## 1 Getting Started

Stata is a powerful statistical software program that can be used to process, clean up, and structure any type of data. With Stata, you have access to a wide range of statistical operations for the analysis and interpretation of your data. The personal exchange of information, as well as getting help with issues regarding programming and estimation, is made possible by the active user community in the Stata Forum. This community also actively and independently makes a wealth of current graphical and statistical tools available to the public so that new trends can be employed with the software as they arise. Some of the commands written by independent users are published in the Stata Journal and many others can be found in the Statistical Software Components archive provided by Ideas. Although your progress in learning to use the software may appear slow in the beginning, the utilization of Stata ultimately proves to be simple, fast, and accurate. The initial investment is absolutely worth it, as common, repetitive tasks can be perfectly automated.

This tutorial is organized very similarly to my course, „Introduction to Stata“, at the University of Würzburg, and is largely based on Kohler and Kreuter (2012): Data Analysis Using Stata, 3rd Edition. We start with a brief introduction to the structure and syntax of the software. The most important programming tools are used to make initial adjustments and transformations of prepared data sets. Since government organizations, statistical organizations, and businesses often provide their data as Excel files, we place particular emphasis on importing data from Excel. A course project often involves collecting data from different sources in order to obtain a wealth of individual data sets. Therefore, we take a look at how to combine multiple data sets in Stata to produce one unified data set for the subsequent analysis. Since a picture can say more than a thousand words, we will also concentrate on creating graphical depictions using Stata.

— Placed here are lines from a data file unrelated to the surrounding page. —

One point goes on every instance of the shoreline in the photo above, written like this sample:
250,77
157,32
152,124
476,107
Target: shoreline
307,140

Some introductory literature on data analysis, graphical analysis and econometrics using Stata:

- Kohler, U. and Kreuter, F. (2012),
**Data Analysis Using Stata**, Third Edition, Stata Press. - Acock, A. C. (2016),
**A Gentle Introduction to Stata**, Fith Edition, Stata Press. - Mitchell, M. N. (2012):
**A Visual Guide to Stata Graphics**, Third Edition, Stata Press. - Baum, C.F. (2006),
**An Introduction to Modern Econometrics Using Stata**, Stata Press.

When you start Stata for the first time, you will see five windows in the default interface.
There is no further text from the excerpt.